Bug 92015 - wrong language detection if style:rfc-language-tag is malused
Summary: wrong language detection if style:rfc-language-tag is malused
Status: VERIFIED FIXED
Alias: None
Product: LibreOffice
Classification: Unclassified
Component: Writer (show other bugs)
Version:
(earliest affected)
5.0.0.0.beta1
Hardware: Other All
: medium minor
Assignee: Eike Rathke
URL:
Whiteboard: target:7.3.0
Keywords:
Depends on:
Blocks: Language-Detection
  Show dependency treegraph
 
Reported: 2015-06-11 19:47 UTC by Pablo Rodríguez
Modified: 2021-10-22 10:04 UTC (History)
3 users (show)

See Also:
Crash report or crash signature:


Attachments
ODT file with style:rfc-language-tag="grc" (8.19 KB, application/vnd.oasis.opendocument.text)
2015-06-11 19:47 UTC, Pablo Rodríguez
Details

Note You need to log in before you can comment on or make changes to this bug.
Description Pablo Rodríguez 2015-06-11 19:47:18 UTC
Created attachment 116471 [details]
ODT file with style:rfc-language-tag="grc"

Hi there,

I have just realized that style:rfc-language-tag with values that don’t include country code aren’t properly recognized by Writer in LibreOffice 5.0beta1.

The attached file includes style:rfc-language-tag="grc" (language is detected as "grc" instead of "Greek, Ancient").

There are a bunch of other languages that shouldn’t require a country to be properly recognized.

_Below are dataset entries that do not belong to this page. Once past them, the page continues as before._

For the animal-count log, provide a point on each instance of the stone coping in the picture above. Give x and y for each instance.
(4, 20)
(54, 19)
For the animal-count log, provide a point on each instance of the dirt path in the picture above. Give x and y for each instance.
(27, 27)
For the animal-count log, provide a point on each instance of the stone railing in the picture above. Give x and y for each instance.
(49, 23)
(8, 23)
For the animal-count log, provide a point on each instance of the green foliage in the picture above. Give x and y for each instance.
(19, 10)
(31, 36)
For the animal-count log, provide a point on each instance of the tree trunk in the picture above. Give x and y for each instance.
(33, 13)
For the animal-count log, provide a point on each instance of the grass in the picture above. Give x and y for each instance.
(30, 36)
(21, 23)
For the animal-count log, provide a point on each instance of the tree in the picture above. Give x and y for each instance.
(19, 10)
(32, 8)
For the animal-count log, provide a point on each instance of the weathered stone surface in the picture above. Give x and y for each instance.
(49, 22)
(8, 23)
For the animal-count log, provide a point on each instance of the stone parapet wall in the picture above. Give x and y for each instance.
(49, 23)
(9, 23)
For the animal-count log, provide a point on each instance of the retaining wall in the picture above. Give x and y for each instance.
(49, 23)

In fact, these languages are all listed in the language dialog that don’t include country in parentheses.

A very partial list of these languages: Albanian, Armenian, Basque, Bulgarian, Catalan, Coptic, Croatian, Czech, Danish, Finnish, Greek, Irish and Hungarian.

As an additional comment, I think it would be useful to assign language only codes to a a value with country code.

This would assign de-DE to de, es-ES to es, fr-FR to fr, it-IT to it, pt-PT to pt, ro-RO to ro, sv-SE to sv. (The previous list is by no means complete.)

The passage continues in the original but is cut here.